We monitor blood pressure based on the theory that if blood pressure is normal, so is tissue perfusion. However, hypotension is always abnormal and must be addressed.
It is essential to try to maintain normotension during anaesthesia. Table 2 shows how administered drugs may affect cardiac output, contractility and systemic vascular resistance; a knowledge of this will help both the VN and vet navigate the troubleshooting process on how to address the hypotension.
If the patient is bradycardic then treating the bradycardia should be the priority. If the heart rate is acceptable then we should consider the other components of the blood pressure equation (Panel 1). A decrease in systemic vascular resistance is common because isoflurane and sevoflurane are potent vasodilators. Therefore, reducing the volatile agent can often improve blood pressure.
Blood pressure = heart rate × systemic vascular resistance (SVR)
(Heart rate: normal, bradycardic or tachycardic?) (SVR = vasodilation or vasoconstriction?)
Cardiac output = heart rate × stroke volume
(Stroke volume is influenced by preload [venous return], afterload [mainly SVR] and contractility)

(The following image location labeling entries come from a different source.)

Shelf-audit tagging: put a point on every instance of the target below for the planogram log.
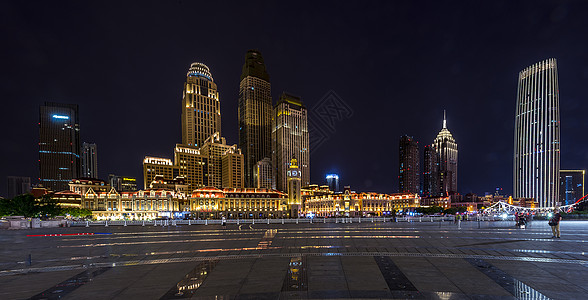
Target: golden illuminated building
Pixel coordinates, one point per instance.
(322, 202)
(201, 116)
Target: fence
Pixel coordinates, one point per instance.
(173, 222)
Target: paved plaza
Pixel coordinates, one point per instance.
(405, 260)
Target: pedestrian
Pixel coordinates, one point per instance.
(554, 223)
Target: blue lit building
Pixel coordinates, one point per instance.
(333, 182)
(59, 145)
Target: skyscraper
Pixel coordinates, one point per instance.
(430, 172)
(200, 106)
(59, 145)
(89, 161)
(571, 186)
(255, 113)
(290, 139)
(537, 134)
(333, 182)
(446, 149)
(18, 186)
(408, 177)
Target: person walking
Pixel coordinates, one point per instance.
(554, 223)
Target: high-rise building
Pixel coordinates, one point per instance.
(333, 182)
(294, 188)
(255, 113)
(537, 134)
(430, 172)
(201, 116)
(59, 145)
(18, 186)
(215, 148)
(408, 177)
(123, 183)
(89, 161)
(290, 139)
(571, 186)
(446, 149)
(263, 175)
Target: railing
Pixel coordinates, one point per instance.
(173, 222)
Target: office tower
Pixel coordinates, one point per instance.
(293, 188)
(255, 113)
(89, 161)
(446, 149)
(18, 186)
(122, 183)
(232, 163)
(408, 178)
(290, 139)
(571, 186)
(263, 175)
(537, 134)
(214, 149)
(333, 182)
(59, 145)
(200, 106)
(430, 172)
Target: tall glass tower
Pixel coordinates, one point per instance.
(537, 134)
(255, 114)
(59, 145)
(446, 149)
(200, 106)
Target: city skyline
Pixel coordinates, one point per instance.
(479, 93)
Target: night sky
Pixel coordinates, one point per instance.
(396, 65)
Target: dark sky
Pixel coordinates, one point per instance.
(397, 65)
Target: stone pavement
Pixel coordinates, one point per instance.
(486, 260)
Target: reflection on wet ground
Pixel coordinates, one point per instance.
(488, 251)
(186, 287)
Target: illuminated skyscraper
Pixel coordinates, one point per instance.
(89, 160)
(255, 113)
(333, 182)
(446, 149)
(59, 145)
(200, 106)
(571, 186)
(408, 177)
(537, 134)
(290, 139)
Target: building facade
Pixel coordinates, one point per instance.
(263, 174)
(322, 202)
(89, 160)
(571, 186)
(18, 185)
(290, 139)
(446, 149)
(255, 113)
(201, 115)
(409, 173)
(333, 182)
(59, 145)
(430, 172)
(537, 134)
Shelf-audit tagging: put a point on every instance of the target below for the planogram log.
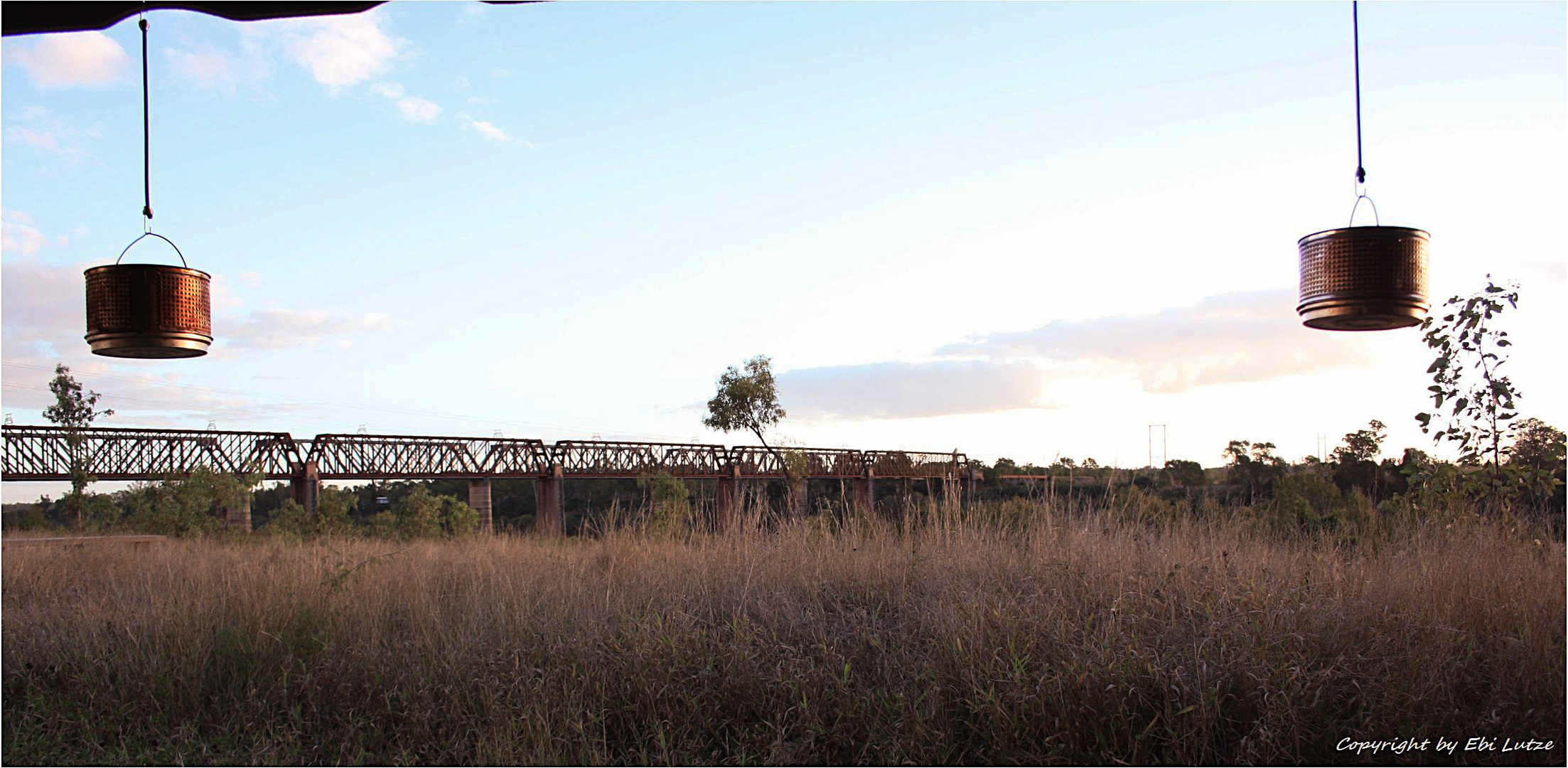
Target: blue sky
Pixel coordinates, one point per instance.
(1018, 229)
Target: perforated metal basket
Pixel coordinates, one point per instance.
(1363, 278)
(149, 311)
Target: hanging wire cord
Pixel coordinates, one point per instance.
(1355, 38)
(146, 140)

Temperature should be monitored closely and hypothermia should be avoided. Severe hypothermia can cause arrhythmias, reduce cardiac contractility and, if the patient shivers on recovery, can increase oxygen demand.
Active warming techniques – such as the use of warm air systems – is advantageous, as well as ensuring your patient does not become hypothermic preoperatively.
ECG monitors the electrical activity of the heart, but not an indicator of cardiac output. Cardiac patients are more prone to arrhythmias primarily through cardiac dysfunction, although they may also be drug induced.
As VNs, we should always palpate a pulse when observing an ECG, as a complex on the screen does not always mean it is generating an actual cardiac contraction and pulse. If you see an ECG complex yet do not palpate a corresponding pulse, this is known as a pulse deficit. If the arrhythmia is severe, and affecting heart rate and blood pressure, the vet will often prescribe antiarrhythmic drugs such as lidocaine.
Alongside our advanced monitoring machines, RVNs should continue to closely monitor our patients using their hands-on skills, observing pulse rate and quality, capillary refill time, mucous membrane colour and respiratory rate.
Regular thoracic auscultation throughout the procedure is also recommended, observing for changes in heart murmurs and to ensure no development of pulmonary crackles, which may be indicative of pulmonary oedema. Any adverse events or observations should be recorded on the anaesthetic record for a timeline of events.
No anaesthetic should ever be viewed as “routine”, but when anaesthetising patients with diagnosed or suspected cardiac disease, it is imperative we discuss and plan for every eventuality ahead of the procedure. Consider the patient in front of you – is it one of the “known breeds” over-represented for cardiac disease?
A thorough understanding of the disease pathophysiology, drugs and their effects on the cardiovascular system is essential to treat any adverse effects accordingly.